The International Unit organised an orientation programme for 18 inbound exchange students on 17 September 2021 to help them settle in, meet other exchange students and exchange buddies, and get familiar with university facilities.
They came from seven places, namely, Belgium, Denmark, France, Germany, Spain, Switzerland and Mainland China.
The orientation not only attracted exchange students and their buddies, but also senior management of the university and heads of the relevant administrative units, including Dr. HU Fai-chung, Deputy President, Professor Catherine SUN Tien-lun, Academic Vice President, Professor CHEUNG Siu-keung, Associate Vice President (University Administration), Mr. Stephen TONG, Head of International Unit, and Ms. Kanis CHU, Head of Hall Management Unit.
In her welcome speech, Professor SUN encouraged the exchange students to open up, and to take the opportunity of Shue Yan celebrating its 50th anniversary to learn the real meaning the university’s motto: cultivating virtues of benevolence; broadening horizon and knowledge.
Mr. Stephen TONG, in his welcoming speech, suggested that the exchange students should use their free time to explore this city and the cultures of Hong Kong. He also urged the exchange buddies to give full support to help the exchange students settle in as soon as possible.Then, inbound exchange student and exchange buddy introduced themselves one by one. After the orientation ceremony, they were led by Mr. TONG to visit the campus facilities.
Exchange student Michelle talks about learning Chinese cooking and her impressions of Shue Yan
Michelle MEHN comes from the SRH University Heidelberg in the state of Baden-Württemberg, south west of Germany, where she studies business administration. She told Shue Yan Newsletter that she grew up in the state of Rheinland-Pfalz, adjacent to
Baden-Württemberg. Both states are rich of forest resources.

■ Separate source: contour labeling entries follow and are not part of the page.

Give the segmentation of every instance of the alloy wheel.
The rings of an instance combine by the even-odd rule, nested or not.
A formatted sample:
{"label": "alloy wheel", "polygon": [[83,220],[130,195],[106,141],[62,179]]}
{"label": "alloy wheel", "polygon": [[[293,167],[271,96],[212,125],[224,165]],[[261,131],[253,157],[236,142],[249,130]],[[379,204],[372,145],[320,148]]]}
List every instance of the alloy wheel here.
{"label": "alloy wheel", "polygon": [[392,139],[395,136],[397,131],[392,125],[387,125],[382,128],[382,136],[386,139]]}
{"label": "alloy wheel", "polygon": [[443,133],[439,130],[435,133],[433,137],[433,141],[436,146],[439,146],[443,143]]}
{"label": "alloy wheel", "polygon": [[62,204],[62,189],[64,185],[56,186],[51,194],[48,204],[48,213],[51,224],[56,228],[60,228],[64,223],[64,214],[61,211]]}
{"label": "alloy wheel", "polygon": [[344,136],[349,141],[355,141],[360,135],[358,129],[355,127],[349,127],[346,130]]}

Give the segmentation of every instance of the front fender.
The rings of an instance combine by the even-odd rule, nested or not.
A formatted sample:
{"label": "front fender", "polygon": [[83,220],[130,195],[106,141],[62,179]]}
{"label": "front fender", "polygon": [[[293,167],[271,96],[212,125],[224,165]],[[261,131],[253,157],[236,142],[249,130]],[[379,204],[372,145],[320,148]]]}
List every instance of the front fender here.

Michelle has never been to Asia, so she decided to take this exchange opportunity to study and live in a city in Asia.
Michelle likes traditional food and cooking, so she hired a private tutor to teach her cooking Chinese dishes. “I found the tutor online and paid her HK$750 for an eight-hour lesson. I went to the market and shop for ingredients with her. Then she took
me back to her home and taught me how to cook.” Michelle said.
When asked about the main differences between studying in Germany and Shue Yan, she said there is usually just one exam at the end of the course in Germany with no assignments, yet in Shue Yan, there are many assignments.
Buddy Natalie’s interaction with exchange student from Spain
Natalie CHONG, a Year 4 Journalism and Mass Communication student, is one of the Exchange Buddies in this semester. She told Shue Yan Newsletter that she went to exchange in January 2020 at Universidad Rey Juan Carlos in Spain, but due to the COVID-19 outbreak, the campus was closed and Zoom teaching was also suspended, so she came back to Hong Kong in mid-March. She applied to be an exchange buddy so that she can “continue” her study abroad in an indirect way.
A student from the same university in Spain was assigned to Natalie by the International Unit. Her name is Charlene HEITZ BANU, who also studies journalism and reporting.
Natalie started her duty as an exchange buddy at the end of August. She went to the designated quarantine hotel to bring Charlene to the campus. She brought Charlene to meals in Tsim Sha Tsui after lectures, and went to visit attractions such as Central and Cheung Chau at the weekends. “The International Unit told us not to bring the exchange students to major attractions like Temple Street Night Market in Mong Kok, and the Big Buddha in Lantau Island. They should explore those major attractions freely by themselves.”
Natalie said her interactions with Charlene in September was “quite happy”. During her study abroad in Spain last year, her buddy and her lived on different campus, thus it was difficult to get together. Natalie recalled that Charlene’s observation during the sightseeing has left her in deep reflection. Charlene said she seldom uses Google map in Madrid except to locate a specific shop. “I felt a bit ashamed at that moment because I always use Google map with my phone. This reflects that I am not familiar with the place I grew up and live in, and I am not energetic enough to explore new places and things.”
According to the International Unit, since the launch of Study Abroad Scheme in 2015/2016 academic year, Hong Kong Shue Yan University (HKSYU) has signed agreements with 75 universities outside of Hong Kong, covering more than 30 countries and regions; and HKSYU has accepted more than 110 inbound exchange students from partner universities.